Le CNB au Conseil de l’UE : Conférence sur la justice dématérialisée

Les membres du CNB ont été accueillis, vendredi après-midi, par Fernando Paulino Pereira, Chef d’unité Justice civile et e-justice au Conseil de l’UE.

L’exposé a dressé les grands pans du travail de l’UE en faveur de la Justice de demain, dématérialisée, plus accessible et plus rapide. Il a en particulier présenté le plan d’action de la stratégie E-Justice 2016-2018 et le projet E-Law.

Les représentants du CNB ont, pour leur part, présenté les travaux de l’institution sur la dématérialisation et notamment le RPVA, l’Acte d’Avocat électronique ainsi que le Cloud privé des avocats. Enfin, a été évoqué le sujet de la médiation et présenté à cette occasion les travaux du CNB sur le Centre national de médiation des avocats.

Ces initiatives ont été saluées par Monsieur Pereira qui a appelé à une meilleure collaboration sur ces points avec les institutions européennes et les autres États membres.

AG décentralisée du CNB en présence du CCBE et de la DBF

Le samedi 9 avril matin, le Conseil national des barreaux a tenu son assemblée générale en présence de Philip Buisseret, Secrétaire général du Conseil des Barreaux européens (CCBE) et de Jean-Jacques Forrer, Président de la DBF. Chacun a présenté les travaux menés par son institution ainsi que ses méthodes de travail. Louis-Bernard Buchman, expert auprès de la Commission des affaires européennes et internationales du CNB, a présenté les dernières avancées du CCBE sur le volet juridique du TTIP négocié entre l’UE et les Etats-Unis d’Amérique.

Lors de cette Assemblée générale, Richard Sédillot, Vice-président de la Commission des affaires européennes et internationales et membre de la Commission Libertés et droits de l’homme, a présenté deux projets de motions dénonçant la situation d’avocats en Turquie et au Maroc.

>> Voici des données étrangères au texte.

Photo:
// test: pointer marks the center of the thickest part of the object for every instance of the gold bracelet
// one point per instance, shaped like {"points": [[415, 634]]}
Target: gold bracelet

C’est ainsi qu’a été adoptée à l’unanimité une motion dénonçant la situation inquiétante que subissent les avocats en Turquie. Les avocats turcs continuent en effet de faire l’objet de pressions et de poursuites de la part des autorités turques dans le cadre de leur activité professionnelle : de nombreux avocats en charge de la défense de prévenus kurdes accusés de terrorisme ont en effet été arrêtés, notamment lors d’une vaste opération des forces de sécurité menée en 2011. Les avocats assurant la défense de ces derniers ont à leur tour été inquiétés et 9 d’entre eux ont ainsi été arrêtés le 16 mars dernier. Libérés le 19 mars, deux d’entre eux ont à nouveau été placés en détention le 6 avril, sans que les charges retenues contre eux ne soient connues. Le CNB a appelé les autorités turques à veiller à ce que le principe essentiel de non assimilation de l’avocat à son client ou à la cause qu’il défend soit respecté afin que les avocats turcs puissent exercer leur profession en toute indépendance et liberté.

Lien vers la motion adoptée

A également été adoptée une motion dénonçant l’expulsion le 6 avril 2016 d’une avocate française, de trois avocats et d’un magistrat espagnols et d’un universitaire belge par les autorités marocaines. Ces juristes, expulsés hors de toute procédure légale et dont le secret professionnel a été violé par la fouille de leurs ordinateurs et téléphones portables, venaient défendre le respect des droits fondamentaux de prisonniers politiques sahraouis condamnés à des peines de prison allant de 20 ans à la perpétuité. Le CNB a rappelé que le Royaume du Maroc doit permettre aux avocats des accusés ou des condamnés sahraouis de communiquer librement avec leurs clients sans être menacés, suivis, ou expulsés.